Franklin and Eleanor both had paramours
Like Harding, Franklin D. Roosevelt had a long-time mistress (and possibly others) that the public didn’t know about until after his death. FDR started his affair with Lucy Mercer, Eleanor Roosevelt’s social secretary, more than a decade before he became president. When Eleanor discovered some of their love letters in September 1918, she confronted her husband about them.
The couple considered a divorce, but stayed together in order to protect their social standing and FDR’s career. Even though the episode had deeply hurt Eleanor, historian Doris Kearns Goodwin writes in No Ordinary Time that it ultimately made her “free to define a new and different partnership with her husband, free to seek new avenues of fulfillment.”
FDR would maintain a relationship with Mercer until his death in 1945. In turn, Eleanor pursued relationships with women, finding a particularly significant partner in journalist Lorena Hickok.
'All the Way With LBJ' was an apt campaign slogan
By coming to a mutually respectful arrangement, the Roosevelts were an anomaly among presidential couples. Lyndon B. Johnson, on the other hand, seemed crudely unconcerned with how his long-term affair with Alice Glass might affect his wife, Lady Bird Johnson.
LBJ maintained his on-and-off relationship with Glass between 1939 and the early years of his presidency. It was doubly risky for him because she was also romantically involved with one of his big donors. According to LBJ biographer Robert Caro, she eventually broke up with him because of her opposition to the Vietnam War.
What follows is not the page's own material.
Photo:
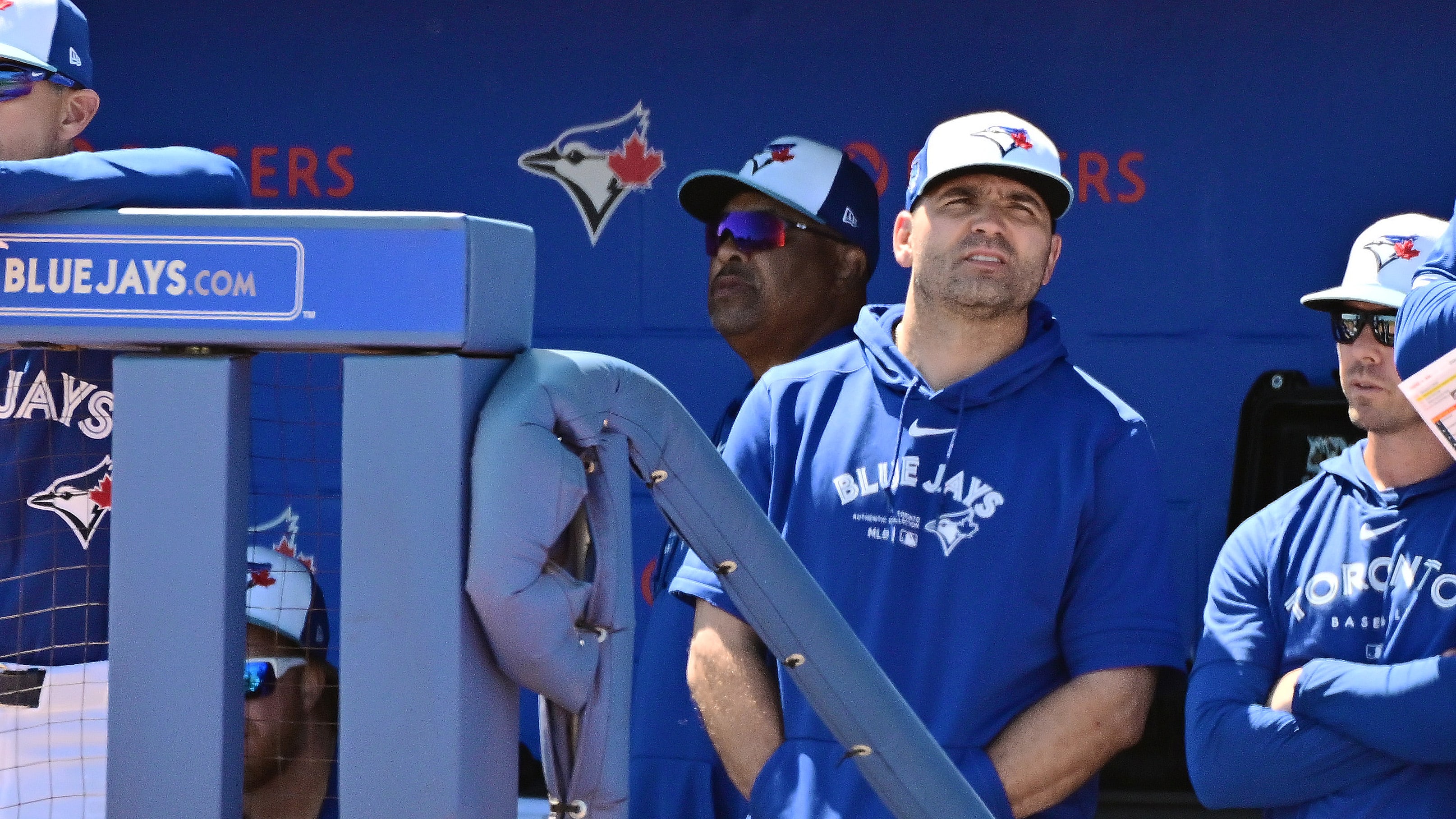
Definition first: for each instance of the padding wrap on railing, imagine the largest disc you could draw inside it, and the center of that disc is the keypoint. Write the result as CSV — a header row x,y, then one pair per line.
x,y
528,486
It seems pretty clear that Lady Bird knew about Glass and the other women he slept with. When Lady Bird died in 2007, The Guardian noted in her obituary: “[Lyndon] Johnson was so casual in his affairs with Alice Glass and his congressional colleague Helen Gahagan Douglas that Lady Bird … was openly humiliated.” This isn’t surprisingly considering that LBJ was known for exposing his genitals and bragging that he’d had sex with more women than John F. Kennedy—whose exploits were well-known in D.C.